Cruel forums and cyberbullies aren’t the only ones targeting women: So are advertisers. They know just as well as we do how much time women spend on social media sites, what types of things (i.e., life-improvement) they’re searching for and interesting in, and that they’re also the biggest online shoppers. It’s a potent combination, one that has marketers foaming at the mouth. And if you think this information won’t be used to increasingly pressure women via online ads, you’re very wrong.
The cure? Laughing and logging off
It will probably take a whole lot of effort and education for the more serious “women on the Internet” concerns to be eradicated, and it may take more than just awareness and support when it comes to larger issues like cyberbullying, invasion of privacy, and online harassment to be remedied.

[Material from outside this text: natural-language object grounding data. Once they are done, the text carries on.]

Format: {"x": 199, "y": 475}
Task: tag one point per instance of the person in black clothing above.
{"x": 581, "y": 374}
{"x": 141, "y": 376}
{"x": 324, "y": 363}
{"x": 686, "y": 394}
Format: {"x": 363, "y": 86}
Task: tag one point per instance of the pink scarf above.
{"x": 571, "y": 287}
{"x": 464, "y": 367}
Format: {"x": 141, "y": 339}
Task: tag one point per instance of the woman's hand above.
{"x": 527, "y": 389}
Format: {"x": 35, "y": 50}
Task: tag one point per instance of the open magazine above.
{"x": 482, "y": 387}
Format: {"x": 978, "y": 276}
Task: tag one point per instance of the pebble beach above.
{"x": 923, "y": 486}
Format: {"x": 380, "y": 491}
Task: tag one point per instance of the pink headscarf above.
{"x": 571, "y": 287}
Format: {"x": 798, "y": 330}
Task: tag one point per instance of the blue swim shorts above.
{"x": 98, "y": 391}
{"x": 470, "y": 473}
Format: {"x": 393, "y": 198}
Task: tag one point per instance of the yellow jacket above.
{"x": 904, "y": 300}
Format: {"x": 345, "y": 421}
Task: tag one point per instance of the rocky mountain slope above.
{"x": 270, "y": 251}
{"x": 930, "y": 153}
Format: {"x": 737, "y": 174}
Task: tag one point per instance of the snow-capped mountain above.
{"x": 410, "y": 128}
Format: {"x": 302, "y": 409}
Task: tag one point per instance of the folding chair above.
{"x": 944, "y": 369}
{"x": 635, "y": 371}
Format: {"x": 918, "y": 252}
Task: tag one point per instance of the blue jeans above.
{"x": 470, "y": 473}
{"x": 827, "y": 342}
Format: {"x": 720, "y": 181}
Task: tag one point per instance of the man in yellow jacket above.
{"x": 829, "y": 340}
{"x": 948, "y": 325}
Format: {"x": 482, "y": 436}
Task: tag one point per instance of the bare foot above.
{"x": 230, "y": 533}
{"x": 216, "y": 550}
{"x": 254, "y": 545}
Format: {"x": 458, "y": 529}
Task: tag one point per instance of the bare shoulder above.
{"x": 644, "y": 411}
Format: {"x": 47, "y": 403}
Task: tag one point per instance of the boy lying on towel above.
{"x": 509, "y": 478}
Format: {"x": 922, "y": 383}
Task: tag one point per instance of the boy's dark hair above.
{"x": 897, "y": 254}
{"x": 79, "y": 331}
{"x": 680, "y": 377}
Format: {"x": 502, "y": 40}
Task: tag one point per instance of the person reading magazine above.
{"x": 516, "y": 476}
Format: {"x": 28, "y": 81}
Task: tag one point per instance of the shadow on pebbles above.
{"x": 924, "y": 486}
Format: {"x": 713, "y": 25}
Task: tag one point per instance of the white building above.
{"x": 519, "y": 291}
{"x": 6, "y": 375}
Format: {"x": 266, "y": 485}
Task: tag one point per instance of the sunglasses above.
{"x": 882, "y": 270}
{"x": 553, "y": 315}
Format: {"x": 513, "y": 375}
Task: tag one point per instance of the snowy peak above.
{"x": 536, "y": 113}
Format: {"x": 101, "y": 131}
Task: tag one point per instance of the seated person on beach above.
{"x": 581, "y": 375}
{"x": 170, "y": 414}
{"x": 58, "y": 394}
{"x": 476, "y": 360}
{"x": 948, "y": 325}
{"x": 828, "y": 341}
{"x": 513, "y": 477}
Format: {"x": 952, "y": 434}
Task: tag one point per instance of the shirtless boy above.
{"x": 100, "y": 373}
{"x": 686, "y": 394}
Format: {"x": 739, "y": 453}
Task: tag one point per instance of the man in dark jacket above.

Stress caused by basic social media use is a lot easier to handle, as long as you are willing to alter your way of thinking. “I can spend hours browsing Pinterest, and sometimes that site convinces me that anyone can embark on any DIY project with fabulous results,” wrote Jenna Andersen, creator and editor of PinterestFail, a funny blog that encourages Pinteresters to have a healthy laugh at their mistakes. “This hasn’t been my experience, and I’m guessing it’s happened to [others] as well.”
“Something in me recognized the futility of comparing my life to what is essentially a neverending magazine.”
According to TODAY Moms, Andersen remains a fan of the site, but she no longer feels inclined to believe that the photos she sees represent anyone’s reality. “Too many women experience Pinterest-driven discontent to just dismiss it. But I struggled to understand why Pinterest was such a big deal for them, when it wasn’t for me,” wrote Anne of Modern Mrs. Darcy. “Something in me recognized the futility of comparing my life to what is essentially a neverending magazine.” At the end of her post, she recommended getting off Pinterest if it messes with people’s sanity too much.
Pinterest, Twitter, Instagram, and Facebook can be huge sources of frustration and envy. Do yourself a favor and stop treating online life as a competition but rather a source of inspiration – or get in on the joke. Sites like WTFPinterest, the aforementioned PinterestFail, and Regretsy show a more honest side to the insanity of some of what the Internet is telling us we’re capable of.
But if the social media stress of out of control, right now there’s really only one tried and true remedy: Log off for a little bit, ladies. Just log off.